Ada yang berargumen bahwa pemimpin kafir boleh karena pada masa Khilafah ‘Abbasiyah konon Khalifah al-Mutadhid Billah (berkuasa 279-290 H/892-902 M) pernah mengangkat seorang wali (kepala daerah) bernama Umar bin Yusuf yang beragama Kristen di daerah Anbar di Irak.
Argumen ini tertolak dengan dua alasan. Pertama: Pengangkatan pemimpin kafir yang dilakukan Khalifah al-Mutadhid Billah itu jelas penyimpangan syariah (mukhâlafat syar’iyyah). Pasalnya, sebagaimana telah dikutip sebelumnya, ulama telah sepakat orang kafir haram menjadi pemimpin bagi umat Islam (Ibnu Hazm, Marâtibul Ijmâ’, hlm. 208). Maka dari itu, penyimpangan syariah tersebut harus dianggap sebagai kesalahan yang tak boleh diulangi lagi pada masa datang, bukan malah dianggap standar ideal yang dapat dijadikan teladan atau model untuk kondisi sekarang.
Kedua: Fakta sejarah tersebut tidak dapat menjadi dalil syariah atas kebolehan pemimpin kafir menurut ajaran Islam. Pasalnya, fakta sejarah bukan dalil syariah dalam Islam. Fakta sejarah justru merupakan objek yang perlu dinilai menurut dalil syariah (al-Quran dan as-Sunnah). Faktanya, fakta sejarah kadang sesuai dengan Islam dan kadang menyimpang dari Islam. Tidak setiap peristiwa sejarah itu pasti sesuai dengan Islam.
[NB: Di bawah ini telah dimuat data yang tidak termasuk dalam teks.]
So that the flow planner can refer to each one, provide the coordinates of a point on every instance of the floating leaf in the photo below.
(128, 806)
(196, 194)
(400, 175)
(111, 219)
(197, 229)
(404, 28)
Fathi Osman dalam “The History of Islam: New Directions” menegaskan jika seorang Muslim mengkaji sejarah Islam (islamic history), dia harus berkomitmen dengan Islam dan melakukan penilaian (assesment) terhadap fakta sejarah berdasarkan standar ajaran Islam. Mengapa? Menurut Fathi Osman, “since not everything which happened in the past or happens at present day on the Islamic scene can really be considered Islamic (karena tidak setiap peristiwa yang telah terjadi pada masa lalu atau yang sedang terjadi saat ini yang terkait dengan Islam dapat benar-benar dianggap Islami)”. (Nur A. Fadhil Lubis [Ed], Introductory Reading on Islamic Studies, Medan: IAIN Press, 1998, hlm 99).
Imam al-Mawardi Membolehkan Pemimpin Kafir?
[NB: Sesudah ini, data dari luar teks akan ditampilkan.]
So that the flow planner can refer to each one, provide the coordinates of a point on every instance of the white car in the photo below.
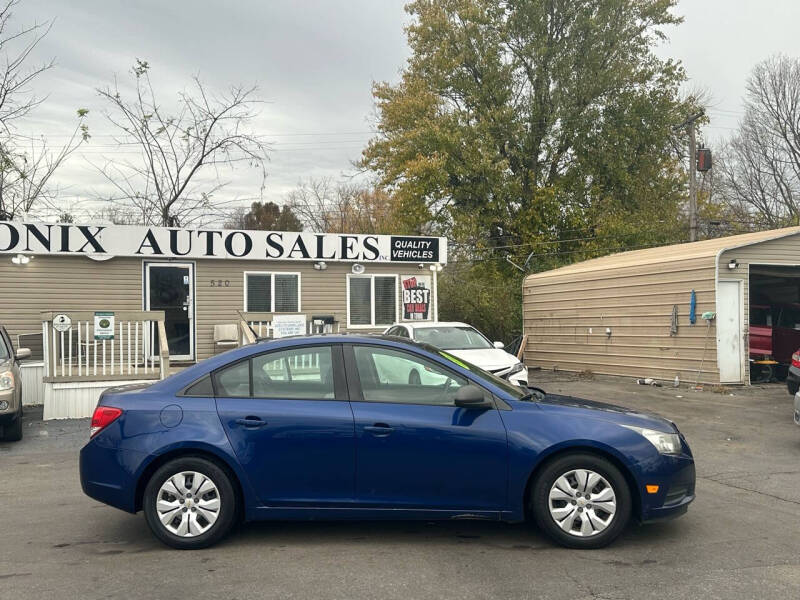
(465, 342)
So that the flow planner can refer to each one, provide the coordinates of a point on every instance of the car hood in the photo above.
(489, 359)
(580, 407)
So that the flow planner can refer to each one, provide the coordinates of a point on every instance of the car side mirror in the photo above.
(471, 396)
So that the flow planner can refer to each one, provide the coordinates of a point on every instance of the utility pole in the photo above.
(689, 123)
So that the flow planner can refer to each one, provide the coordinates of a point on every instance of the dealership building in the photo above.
(98, 304)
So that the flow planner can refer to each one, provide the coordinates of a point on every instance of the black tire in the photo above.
(13, 431)
(227, 495)
(540, 491)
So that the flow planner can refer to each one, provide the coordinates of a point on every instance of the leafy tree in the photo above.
(535, 130)
(266, 217)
Ada yang berargumen bahwa Imam al-Mawardi membolehkan seorang wazîr tanfîdz dijabat oleh seorang kafir dzimmi (warga negara kafir).
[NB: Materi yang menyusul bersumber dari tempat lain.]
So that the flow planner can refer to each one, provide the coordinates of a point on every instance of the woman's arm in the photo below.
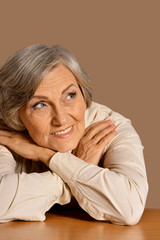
(116, 192)
(27, 196)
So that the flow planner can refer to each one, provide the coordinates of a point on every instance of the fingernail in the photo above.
(108, 121)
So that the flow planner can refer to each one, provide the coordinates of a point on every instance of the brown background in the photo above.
(117, 42)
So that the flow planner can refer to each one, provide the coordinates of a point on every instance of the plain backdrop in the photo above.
(116, 42)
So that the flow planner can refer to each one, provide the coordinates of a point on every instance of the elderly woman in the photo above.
(56, 144)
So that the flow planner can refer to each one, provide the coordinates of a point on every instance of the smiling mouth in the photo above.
(67, 130)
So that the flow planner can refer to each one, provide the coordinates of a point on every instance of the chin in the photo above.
(67, 148)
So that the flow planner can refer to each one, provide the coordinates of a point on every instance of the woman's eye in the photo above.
(71, 95)
(39, 106)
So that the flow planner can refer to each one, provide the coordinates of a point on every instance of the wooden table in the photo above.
(68, 224)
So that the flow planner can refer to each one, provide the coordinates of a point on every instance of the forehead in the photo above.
(58, 78)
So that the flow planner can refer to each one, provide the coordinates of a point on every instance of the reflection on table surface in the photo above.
(73, 223)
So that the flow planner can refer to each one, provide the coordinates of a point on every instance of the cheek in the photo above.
(80, 112)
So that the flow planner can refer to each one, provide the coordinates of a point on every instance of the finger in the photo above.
(103, 133)
(107, 139)
(4, 140)
(93, 129)
(6, 133)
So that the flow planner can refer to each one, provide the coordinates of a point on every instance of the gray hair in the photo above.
(22, 73)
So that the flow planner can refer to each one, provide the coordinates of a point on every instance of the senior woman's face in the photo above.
(54, 117)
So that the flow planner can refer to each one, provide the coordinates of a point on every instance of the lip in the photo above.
(64, 135)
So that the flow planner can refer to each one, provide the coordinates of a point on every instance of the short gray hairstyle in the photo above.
(22, 73)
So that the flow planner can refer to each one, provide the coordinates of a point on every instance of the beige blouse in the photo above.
(113, 192)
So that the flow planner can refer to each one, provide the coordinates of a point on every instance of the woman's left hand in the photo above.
(95, 139)
(24, 146)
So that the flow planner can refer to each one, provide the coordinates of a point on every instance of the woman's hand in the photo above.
(23, 145)
(95, 139)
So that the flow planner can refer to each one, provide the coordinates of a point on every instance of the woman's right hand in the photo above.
(24, 146)
(95, 139)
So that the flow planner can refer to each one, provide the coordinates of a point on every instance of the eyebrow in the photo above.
(41, 96)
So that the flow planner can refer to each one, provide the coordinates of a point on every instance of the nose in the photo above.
(59, 116)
Argumen ini tidak dapat diterima berdasarkan tiga alas an. Pertama: Memang benar Imam Mawardi membolehkan kafir dzimmi menjabat wazîr tanfîdz (Al-Mawardi, Al-Ahkâm as-Sulthâniyyah, hlm. 27). Namun, ini tidak berarti mengangkat pemimpin kafir hukumnya boleh. Alasannya, karena wazîr tanfîdz tidak mempunyai kewenangan dalam urusan pemerintahan (al-hukm). Wazîr tanfîdz hanyalah pembantu Imam (Khalifah) dalam urusan administrasi (idâri) saja, misalnya korespondensi antara Imam (Khalifah) dan para gubernur (wâli). Yang mempunyai kewenangan dalam urusan pemerintahan adalah wazîr tafwîdh, bukan wazîr tanfîdz (Al-Mawardi, Al-Ahkâm as-Sulthâniyyah, hlm. 30-39).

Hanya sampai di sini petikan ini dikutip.